Angiotensin II receptor isoforms in the rat adrenal gland: studies with the selective subtype antagonists DuP 753 and CGP42112A

ABSTRACT The angiotensin II (Ang II)-binding sites in rat adrenal gland membranes were characterized using 125I-radiolabelled Ang II. While Scatchard analysis identified a single population of Ang II receptor sites, isoelectric focusing (IEF) on polyacrylamide gels revealed four peaks of specific Ang II binding which migrated to isoelectric points (pI values) 6·8, 6·7, 6·5 and 6·3. In binding assays in the presence of an excess of the Ang II receptor AT1 subtype antagonist DuP 753, a monophasic dose-dependent displacement of 125I-labelled Ang II binding by the Ang II receptor AT2 subtype antagonist CGP42112A was observed, and vice versa.
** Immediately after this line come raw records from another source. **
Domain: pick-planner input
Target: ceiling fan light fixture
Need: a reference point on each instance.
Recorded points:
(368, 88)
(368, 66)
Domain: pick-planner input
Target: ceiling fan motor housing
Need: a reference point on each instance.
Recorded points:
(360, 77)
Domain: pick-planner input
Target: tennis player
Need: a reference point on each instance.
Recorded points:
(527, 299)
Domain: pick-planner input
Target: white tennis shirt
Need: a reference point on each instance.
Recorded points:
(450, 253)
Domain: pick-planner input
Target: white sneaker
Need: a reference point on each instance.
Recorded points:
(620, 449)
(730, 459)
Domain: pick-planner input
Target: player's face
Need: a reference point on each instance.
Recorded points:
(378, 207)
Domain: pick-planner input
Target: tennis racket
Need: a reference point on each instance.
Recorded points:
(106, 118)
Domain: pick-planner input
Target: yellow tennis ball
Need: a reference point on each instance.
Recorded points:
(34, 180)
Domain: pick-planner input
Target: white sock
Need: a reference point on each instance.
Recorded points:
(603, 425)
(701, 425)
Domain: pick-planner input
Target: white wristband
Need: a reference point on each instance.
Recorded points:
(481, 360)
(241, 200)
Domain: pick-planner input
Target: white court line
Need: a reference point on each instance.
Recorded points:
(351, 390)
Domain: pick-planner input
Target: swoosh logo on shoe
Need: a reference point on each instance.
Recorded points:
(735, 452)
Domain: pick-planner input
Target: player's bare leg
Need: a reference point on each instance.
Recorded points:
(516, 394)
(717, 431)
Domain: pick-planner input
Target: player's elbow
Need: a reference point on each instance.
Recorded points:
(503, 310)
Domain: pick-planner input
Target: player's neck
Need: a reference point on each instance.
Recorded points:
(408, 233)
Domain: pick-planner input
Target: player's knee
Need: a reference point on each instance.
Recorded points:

In this system, reduction of disulphide bridges using 1 mmol dithiothreitol (DTT)/l markedly increased the number of binding sites in the adrenal zona glomerulosa without affecting receptor affinity. Using IEF, it was found that both DuP 753 and CGP42112A were able to reduce specific binding of each of the four peaks to some extent. However, the predominant effect of DuP 753 was to reduce the labelling of the isoform at pI 6·7 substantially, while CGP42112A significantly inhibited the specific 125I-labelled Ang II binding to the pI 6·3 isoform. When DuP 753 and CGP42112A were used together, specific binding of 125I-labelled Ang II to the isoforms of pI values 6·8, 6·7 and 6·3 was completely eliminated. These data suggest that the four peaks of specific binding found may be composed of different isoforms of both AT1 and AT2 receptor subtypes and that the Ang II receptor isoforms which migrated to pI 6·7 and pI 6·3 are predominantly composed of AT1 and AT2 receptor subtypes respectively. Interestingly, in the presence of both antagonists, 8·7 ± 0·9% of the specific binding migrating at pI 6·5 remained unaffected. This finding suggests the presence of an additional subtype, which is neither AT1 nor AT2, in the rat adrenal zona glomerulosa. In further studies, pretreatment with DTT was found to increase the specific 125I-labelled Ang II binding of all four isoforms. Moreover, DTT also produced a further specific binding component between pI 6·5 and pI 6·7 which exhibited AT2 subtype pharmacology in DTT-treated preparations. Since DTT has been reported to enhance only AT2 subtype binding this also suggests that the different isoforms may contain components related to both AT1 and AT2 receptor subtypes.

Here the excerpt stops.